Brokerage hiring practices ‘troubling’

Independent insurance brokers have been struggling to hire new employees — they’ve managed just a 56% success rate over the past five years, according to Reagan Consulting. However, there’s a wide discrepancy among firms: the top 25% of firms had a success rate of 84% compared to a 22% success rate for the bottom 25% of firms.

Regan’s consulting producer recruiting and development study found that just 35% of new hires came from outside the insurance industry, including recent college graduates. Reagan Consulting President Kevin Stipe described the hiring practices over the past five years as “troubling.”

“Is there another professional services industry that hires so few from outside the industry or from college?” he says. “In light of the fact that our industry is aging and that nearly half of a typical agency’s business is handled by producers age 50 or over, this is alarming. Is the industry facing a perpetuation crisis?”

The study also found that 55-60% of firms are “not hiring enough new producers to achieve their growth objectives or allow them to successfully perpetuate their business.” Furthermore, “free agents,” who move from agency to agency, “were by far the largest category of producer hires,” accounting for 55% of new hires over the past five years.

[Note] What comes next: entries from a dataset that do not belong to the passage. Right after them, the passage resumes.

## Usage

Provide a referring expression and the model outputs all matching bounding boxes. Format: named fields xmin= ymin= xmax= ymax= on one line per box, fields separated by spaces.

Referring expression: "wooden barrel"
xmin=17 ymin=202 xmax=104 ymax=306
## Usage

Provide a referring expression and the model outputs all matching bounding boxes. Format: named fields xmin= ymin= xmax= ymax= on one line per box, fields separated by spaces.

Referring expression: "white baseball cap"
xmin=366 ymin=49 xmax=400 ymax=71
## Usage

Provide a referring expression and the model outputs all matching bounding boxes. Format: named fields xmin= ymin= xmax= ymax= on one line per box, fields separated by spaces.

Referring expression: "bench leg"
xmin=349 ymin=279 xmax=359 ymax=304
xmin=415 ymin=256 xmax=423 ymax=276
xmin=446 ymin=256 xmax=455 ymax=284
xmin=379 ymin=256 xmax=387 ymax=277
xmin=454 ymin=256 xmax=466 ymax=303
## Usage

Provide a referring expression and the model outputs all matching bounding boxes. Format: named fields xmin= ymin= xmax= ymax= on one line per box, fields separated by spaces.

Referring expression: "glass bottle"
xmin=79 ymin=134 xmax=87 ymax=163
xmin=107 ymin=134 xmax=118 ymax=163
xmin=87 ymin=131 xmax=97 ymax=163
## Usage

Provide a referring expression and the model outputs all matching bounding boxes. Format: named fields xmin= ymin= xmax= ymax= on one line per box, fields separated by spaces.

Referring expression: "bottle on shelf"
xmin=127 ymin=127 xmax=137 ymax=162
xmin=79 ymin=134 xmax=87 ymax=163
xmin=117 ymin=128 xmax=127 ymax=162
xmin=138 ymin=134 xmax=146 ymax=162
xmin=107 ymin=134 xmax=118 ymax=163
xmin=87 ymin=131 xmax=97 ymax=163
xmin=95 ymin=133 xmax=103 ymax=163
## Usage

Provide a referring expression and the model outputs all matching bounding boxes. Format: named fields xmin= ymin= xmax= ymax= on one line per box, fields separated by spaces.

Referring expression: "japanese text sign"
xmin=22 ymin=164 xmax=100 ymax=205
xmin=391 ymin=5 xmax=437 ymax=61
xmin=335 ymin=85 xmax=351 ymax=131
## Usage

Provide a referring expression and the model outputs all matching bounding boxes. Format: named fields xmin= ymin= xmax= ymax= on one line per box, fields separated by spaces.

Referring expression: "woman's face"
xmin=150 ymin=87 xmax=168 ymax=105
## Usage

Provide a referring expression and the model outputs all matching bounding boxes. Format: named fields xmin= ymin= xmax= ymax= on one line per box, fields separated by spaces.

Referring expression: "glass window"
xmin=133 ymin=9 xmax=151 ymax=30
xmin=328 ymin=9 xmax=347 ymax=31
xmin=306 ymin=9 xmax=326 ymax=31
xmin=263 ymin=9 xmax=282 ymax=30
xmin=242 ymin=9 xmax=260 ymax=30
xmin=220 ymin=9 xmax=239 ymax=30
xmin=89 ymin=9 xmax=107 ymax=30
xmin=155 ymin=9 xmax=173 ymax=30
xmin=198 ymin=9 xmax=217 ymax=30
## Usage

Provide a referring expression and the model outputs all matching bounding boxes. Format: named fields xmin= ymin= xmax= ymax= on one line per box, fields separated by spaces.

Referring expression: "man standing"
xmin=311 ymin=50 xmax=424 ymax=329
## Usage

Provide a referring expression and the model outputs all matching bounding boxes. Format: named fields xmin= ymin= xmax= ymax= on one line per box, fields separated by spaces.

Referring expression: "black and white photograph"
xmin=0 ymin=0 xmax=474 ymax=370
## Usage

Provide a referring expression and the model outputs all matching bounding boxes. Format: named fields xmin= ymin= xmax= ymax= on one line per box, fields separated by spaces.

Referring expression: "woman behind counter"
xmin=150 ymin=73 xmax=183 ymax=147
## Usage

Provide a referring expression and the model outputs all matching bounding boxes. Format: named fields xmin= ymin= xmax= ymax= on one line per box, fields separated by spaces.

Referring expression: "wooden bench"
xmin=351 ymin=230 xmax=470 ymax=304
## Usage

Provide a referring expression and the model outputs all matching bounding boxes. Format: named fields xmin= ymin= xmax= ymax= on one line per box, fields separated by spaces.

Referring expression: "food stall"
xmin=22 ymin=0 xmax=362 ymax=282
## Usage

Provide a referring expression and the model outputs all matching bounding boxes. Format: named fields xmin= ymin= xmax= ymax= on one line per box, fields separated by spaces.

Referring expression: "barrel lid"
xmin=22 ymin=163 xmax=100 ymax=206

6 tips for recruiting and development 

Based on its study — which gathered baseline data from 4,641 brokers from 562 firms and conducted a follow-up survey with 112 firms that hired 1,505 new employees over the past five years — Reagan Consulting offers six tips for recruiting and development:

1)      Defining hiring needs: It’s common for agents/brokers to be in the dark about how many producer-hires their business requires;

2)      Determining whom to hire: Agents/brokers are often opportunistic recruiters, pursuing available individuals rather than being intentional about the producer profile that best fits their firm;

3)      Building the candidate pool: Lacking a strategy to increase the pool of producer candidates, agents/brokers are limiting their options and capacity for hiring;

4)      Evaluating the ability to select winners: Many firms don’t have an established process to evaluate candidates, yielding mixed results in evaluating talent and selling the opportunity;

5)      Maximizing success for those hired: Most producers sink or swim on their own. While agents/brokers have options to assist newly hired producers, many firms are deficient in an intentional approach to training and development;

6)      Owning and leading the strategy: Those that establish a strategy and plan and appoint a key executive to “own” the strategy tend to be the most successful.